CHEYENNE, Wyoming — An anti-abortion protester has sued the town of Jackson, saying it violated his rights when police arrested him as he preached on the town square in 2011.
Mark Holick, a pastor with the Kansas-based Spirit One Christian Center, filed suit in federal court in Cheyenne against the town and two of its police officers Thursday. Holick and Spirit One are seeking unspecified damages, alleging the arrest violated their civil rights.
Protesters with Operation Save America targeted Jackson two years ago because a doctor there had acknowledged performing abortions.
Holick's arrest came shortly after Jackson secured a state court order barring anti-abortion protesters from appearing on the town square. Protesters stationed themselves around the town, displaying pictures including some showing aborted fetuses.
The protest happened the same weekend as an auction of elk antlers that had been collected by Boy Scouts.
The Wyoming Supreme Court ruled last year that the court order banning anti-abortion protesters from the town square violated the rights of protesters, who weren't alerted in advance that the town had requested it.
"Assuming the town had established a compelling interest in the protection of its youth and in maintaining the peace, we would nonetheless find the temporary restraining order unconstitutional," Justice Michael Golden wrote in the majority court opinion issued last year.
Jackson Administrator Bob McLaurin said Friday the town had not yet been served with Holick's lawsuit.
"We were enforcing an order of the district court, and that's the only comment I'm going to have," McLaurin said. "We did ask for it, and it was granted, so we were carrying out the order of the court."
Etna lawyer Jack Edwards, who represents Holick and Spirit One, said Friday the complaint speaks for itself. He also represented Operation Save America before the Wyoming Supreme Court.

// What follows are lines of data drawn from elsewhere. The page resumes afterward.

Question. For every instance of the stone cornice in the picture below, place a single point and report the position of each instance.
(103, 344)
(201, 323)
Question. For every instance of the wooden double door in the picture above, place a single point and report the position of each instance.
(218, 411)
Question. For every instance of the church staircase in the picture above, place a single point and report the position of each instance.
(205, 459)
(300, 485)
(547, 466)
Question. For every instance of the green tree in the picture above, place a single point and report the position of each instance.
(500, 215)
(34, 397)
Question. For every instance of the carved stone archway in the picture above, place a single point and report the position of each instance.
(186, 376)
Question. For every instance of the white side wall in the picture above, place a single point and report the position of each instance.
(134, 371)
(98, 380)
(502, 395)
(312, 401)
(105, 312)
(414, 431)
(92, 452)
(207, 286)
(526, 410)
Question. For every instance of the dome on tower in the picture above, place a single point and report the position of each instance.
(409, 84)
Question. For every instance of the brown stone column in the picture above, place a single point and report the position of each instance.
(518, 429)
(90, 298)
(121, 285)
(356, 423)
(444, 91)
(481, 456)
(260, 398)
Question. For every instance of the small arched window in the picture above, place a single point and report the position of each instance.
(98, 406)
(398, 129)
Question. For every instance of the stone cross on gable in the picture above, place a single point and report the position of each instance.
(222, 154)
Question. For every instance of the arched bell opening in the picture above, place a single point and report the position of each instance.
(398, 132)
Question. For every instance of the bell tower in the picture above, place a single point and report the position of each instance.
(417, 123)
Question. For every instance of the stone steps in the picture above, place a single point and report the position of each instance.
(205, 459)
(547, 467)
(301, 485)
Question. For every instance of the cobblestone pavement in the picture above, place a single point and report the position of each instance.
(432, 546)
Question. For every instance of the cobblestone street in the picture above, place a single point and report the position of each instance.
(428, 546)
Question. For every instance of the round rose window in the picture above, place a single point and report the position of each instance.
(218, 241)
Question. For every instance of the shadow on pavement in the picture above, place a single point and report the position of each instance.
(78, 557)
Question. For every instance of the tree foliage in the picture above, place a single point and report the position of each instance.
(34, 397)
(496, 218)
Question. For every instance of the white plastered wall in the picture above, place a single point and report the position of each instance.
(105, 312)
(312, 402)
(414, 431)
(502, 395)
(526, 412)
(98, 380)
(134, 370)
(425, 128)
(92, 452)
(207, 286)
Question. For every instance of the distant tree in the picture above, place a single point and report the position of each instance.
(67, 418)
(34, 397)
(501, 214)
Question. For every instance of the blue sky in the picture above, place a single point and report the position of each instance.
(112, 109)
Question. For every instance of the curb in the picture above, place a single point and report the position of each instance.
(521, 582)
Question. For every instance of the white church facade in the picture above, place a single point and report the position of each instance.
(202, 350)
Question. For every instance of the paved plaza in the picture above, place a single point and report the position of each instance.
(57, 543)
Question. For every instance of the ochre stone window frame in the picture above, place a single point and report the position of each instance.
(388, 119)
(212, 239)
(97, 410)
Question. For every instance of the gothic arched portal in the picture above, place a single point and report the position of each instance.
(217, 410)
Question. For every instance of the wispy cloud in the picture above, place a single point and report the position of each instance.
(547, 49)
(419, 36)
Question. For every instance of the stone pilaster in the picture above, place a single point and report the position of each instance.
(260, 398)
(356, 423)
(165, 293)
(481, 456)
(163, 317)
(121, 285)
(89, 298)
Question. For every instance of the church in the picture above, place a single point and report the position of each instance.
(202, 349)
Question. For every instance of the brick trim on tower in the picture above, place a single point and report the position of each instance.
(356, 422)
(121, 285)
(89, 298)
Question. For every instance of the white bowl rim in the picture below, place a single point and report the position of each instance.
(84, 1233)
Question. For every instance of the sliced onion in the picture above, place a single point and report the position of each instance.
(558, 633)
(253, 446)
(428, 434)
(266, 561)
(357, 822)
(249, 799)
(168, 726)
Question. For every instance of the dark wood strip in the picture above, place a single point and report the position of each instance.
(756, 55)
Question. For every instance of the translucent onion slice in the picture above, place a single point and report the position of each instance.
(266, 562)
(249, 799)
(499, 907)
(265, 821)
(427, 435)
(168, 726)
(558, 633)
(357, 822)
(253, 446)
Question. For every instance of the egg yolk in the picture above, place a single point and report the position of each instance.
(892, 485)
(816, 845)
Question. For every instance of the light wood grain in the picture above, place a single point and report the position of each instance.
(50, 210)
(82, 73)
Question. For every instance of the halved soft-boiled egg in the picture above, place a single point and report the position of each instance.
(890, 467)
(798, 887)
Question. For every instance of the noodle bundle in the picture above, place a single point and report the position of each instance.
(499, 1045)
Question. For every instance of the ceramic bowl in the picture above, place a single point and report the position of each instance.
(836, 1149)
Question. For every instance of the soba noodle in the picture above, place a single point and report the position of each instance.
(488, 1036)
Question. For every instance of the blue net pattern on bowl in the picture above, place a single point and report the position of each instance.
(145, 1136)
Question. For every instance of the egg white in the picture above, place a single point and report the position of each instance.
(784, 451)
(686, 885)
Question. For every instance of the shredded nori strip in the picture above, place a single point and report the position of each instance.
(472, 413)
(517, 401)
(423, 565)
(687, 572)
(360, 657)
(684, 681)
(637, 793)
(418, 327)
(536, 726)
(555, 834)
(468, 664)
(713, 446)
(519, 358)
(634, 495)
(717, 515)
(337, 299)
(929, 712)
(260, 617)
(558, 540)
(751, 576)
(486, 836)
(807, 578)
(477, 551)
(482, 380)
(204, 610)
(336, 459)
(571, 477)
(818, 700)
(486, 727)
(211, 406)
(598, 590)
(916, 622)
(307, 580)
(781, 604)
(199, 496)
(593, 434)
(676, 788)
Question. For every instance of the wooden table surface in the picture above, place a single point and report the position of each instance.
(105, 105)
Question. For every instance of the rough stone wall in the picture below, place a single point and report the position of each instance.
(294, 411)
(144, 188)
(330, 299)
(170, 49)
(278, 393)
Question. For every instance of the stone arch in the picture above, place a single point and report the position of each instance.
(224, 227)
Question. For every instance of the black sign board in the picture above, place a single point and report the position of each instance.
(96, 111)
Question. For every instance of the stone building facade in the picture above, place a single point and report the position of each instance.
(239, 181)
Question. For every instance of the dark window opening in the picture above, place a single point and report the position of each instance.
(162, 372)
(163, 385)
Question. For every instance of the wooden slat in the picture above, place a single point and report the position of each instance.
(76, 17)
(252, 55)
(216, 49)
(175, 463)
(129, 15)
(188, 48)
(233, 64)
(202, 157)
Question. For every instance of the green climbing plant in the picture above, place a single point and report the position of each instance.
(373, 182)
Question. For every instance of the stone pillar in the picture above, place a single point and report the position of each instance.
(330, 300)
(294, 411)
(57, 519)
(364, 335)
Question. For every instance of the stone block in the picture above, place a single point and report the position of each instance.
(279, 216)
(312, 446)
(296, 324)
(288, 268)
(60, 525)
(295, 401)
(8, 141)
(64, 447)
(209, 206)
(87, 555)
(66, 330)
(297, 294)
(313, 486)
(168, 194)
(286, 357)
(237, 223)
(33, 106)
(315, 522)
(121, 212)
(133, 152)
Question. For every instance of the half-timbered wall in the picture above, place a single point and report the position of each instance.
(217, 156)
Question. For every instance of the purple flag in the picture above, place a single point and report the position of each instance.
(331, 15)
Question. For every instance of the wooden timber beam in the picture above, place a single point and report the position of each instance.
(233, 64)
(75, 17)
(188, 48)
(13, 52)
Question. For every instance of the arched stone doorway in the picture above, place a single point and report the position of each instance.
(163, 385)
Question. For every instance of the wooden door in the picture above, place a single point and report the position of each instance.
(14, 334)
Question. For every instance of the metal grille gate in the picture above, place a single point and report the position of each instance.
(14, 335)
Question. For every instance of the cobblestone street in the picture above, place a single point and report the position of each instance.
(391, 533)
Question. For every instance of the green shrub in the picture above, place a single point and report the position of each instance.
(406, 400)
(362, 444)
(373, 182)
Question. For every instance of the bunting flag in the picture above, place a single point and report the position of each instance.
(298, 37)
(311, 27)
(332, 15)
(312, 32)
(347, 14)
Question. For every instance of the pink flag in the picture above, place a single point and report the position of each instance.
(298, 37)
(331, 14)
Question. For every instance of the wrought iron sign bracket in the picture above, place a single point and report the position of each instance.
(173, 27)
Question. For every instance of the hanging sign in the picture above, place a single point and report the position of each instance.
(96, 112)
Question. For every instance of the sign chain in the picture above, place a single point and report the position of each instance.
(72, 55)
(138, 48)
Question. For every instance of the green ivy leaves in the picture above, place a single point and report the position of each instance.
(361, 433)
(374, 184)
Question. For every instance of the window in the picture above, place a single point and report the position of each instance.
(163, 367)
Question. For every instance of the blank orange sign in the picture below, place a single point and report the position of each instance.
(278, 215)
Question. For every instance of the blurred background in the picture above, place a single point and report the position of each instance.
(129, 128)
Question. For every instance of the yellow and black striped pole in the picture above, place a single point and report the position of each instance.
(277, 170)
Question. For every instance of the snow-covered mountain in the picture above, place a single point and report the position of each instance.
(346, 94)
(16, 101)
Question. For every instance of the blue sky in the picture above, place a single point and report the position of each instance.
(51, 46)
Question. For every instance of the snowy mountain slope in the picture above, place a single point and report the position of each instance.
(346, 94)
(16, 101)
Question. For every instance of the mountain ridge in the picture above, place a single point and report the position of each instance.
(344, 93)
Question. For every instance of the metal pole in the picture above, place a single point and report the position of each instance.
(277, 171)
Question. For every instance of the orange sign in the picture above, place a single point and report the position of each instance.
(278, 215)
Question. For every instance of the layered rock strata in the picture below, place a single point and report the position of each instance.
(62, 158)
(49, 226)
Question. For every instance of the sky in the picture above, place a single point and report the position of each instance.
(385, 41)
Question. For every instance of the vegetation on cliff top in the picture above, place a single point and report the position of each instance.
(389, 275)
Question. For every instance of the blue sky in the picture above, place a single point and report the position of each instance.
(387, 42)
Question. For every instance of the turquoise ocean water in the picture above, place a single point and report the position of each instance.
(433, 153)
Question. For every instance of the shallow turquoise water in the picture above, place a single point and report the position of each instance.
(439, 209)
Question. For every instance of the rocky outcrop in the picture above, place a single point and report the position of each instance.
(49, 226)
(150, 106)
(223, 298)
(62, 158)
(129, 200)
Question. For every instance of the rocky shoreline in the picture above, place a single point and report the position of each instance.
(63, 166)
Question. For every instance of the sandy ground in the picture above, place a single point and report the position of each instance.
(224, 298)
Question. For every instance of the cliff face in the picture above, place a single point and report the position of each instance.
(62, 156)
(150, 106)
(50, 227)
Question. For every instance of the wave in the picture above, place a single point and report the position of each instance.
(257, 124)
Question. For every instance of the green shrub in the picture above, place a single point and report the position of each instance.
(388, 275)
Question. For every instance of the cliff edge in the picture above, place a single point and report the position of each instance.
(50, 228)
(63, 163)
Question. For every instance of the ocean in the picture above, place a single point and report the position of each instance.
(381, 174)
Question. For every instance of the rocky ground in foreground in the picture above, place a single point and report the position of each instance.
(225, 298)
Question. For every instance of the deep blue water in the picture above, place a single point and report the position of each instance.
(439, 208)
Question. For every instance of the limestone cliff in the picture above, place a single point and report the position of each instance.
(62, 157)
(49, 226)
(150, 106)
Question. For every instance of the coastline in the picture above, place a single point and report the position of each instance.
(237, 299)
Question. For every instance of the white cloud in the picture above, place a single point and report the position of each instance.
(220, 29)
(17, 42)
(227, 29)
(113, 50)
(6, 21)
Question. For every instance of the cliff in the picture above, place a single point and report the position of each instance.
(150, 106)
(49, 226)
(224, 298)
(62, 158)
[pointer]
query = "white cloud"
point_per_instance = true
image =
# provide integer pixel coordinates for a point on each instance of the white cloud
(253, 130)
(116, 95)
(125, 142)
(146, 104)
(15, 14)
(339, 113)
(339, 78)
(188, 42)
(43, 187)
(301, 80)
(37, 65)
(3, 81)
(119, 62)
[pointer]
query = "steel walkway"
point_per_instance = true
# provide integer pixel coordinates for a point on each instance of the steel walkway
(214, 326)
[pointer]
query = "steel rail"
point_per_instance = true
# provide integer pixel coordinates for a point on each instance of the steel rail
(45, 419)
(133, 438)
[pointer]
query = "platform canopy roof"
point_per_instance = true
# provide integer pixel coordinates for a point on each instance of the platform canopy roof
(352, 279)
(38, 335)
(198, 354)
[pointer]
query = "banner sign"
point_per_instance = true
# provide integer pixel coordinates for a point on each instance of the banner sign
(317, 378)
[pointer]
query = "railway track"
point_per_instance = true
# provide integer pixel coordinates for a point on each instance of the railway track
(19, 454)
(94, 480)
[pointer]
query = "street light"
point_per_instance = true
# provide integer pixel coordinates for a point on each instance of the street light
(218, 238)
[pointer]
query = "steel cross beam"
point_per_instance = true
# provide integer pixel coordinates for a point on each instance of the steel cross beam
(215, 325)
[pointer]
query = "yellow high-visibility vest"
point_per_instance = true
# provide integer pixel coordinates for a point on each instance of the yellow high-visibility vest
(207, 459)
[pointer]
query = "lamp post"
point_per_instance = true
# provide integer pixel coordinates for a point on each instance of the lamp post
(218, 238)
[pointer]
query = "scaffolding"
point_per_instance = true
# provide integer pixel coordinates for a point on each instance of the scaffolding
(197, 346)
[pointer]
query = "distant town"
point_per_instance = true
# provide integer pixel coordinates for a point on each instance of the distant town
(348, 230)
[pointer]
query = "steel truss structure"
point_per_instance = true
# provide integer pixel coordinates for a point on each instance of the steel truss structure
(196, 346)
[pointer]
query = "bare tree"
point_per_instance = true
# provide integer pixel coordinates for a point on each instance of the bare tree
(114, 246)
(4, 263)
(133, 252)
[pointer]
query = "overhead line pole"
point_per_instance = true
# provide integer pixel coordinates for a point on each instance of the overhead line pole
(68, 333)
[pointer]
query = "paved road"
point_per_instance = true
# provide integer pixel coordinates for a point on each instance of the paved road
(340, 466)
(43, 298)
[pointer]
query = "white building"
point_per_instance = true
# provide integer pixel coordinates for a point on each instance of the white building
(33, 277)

Holick's lawsuit states he didn't violate the court order by showing anti-abortion photos while he was preaching on the town square. But it states police later falsely claimed he had displayed such photos to the crowd.
Rusty Thomas, a spokesman for Operation Save America in Texas, said Friday it was clear to everyone involved in the 2011 protest that Jackson had violated protesters' rights.
"They had indeed denied constitutional rights here, and of course the Supreme Court confirmed that in a very powerful and dramatic way," Thomas said.
Thomas said the group doesn't intend to stage a protest in Jackson this year. He said it's focusing its anti-abortion efforts on Arkansas, Mississippi, North Dakota and South Dakota. "They're very close to be becoming abortion-free," he said.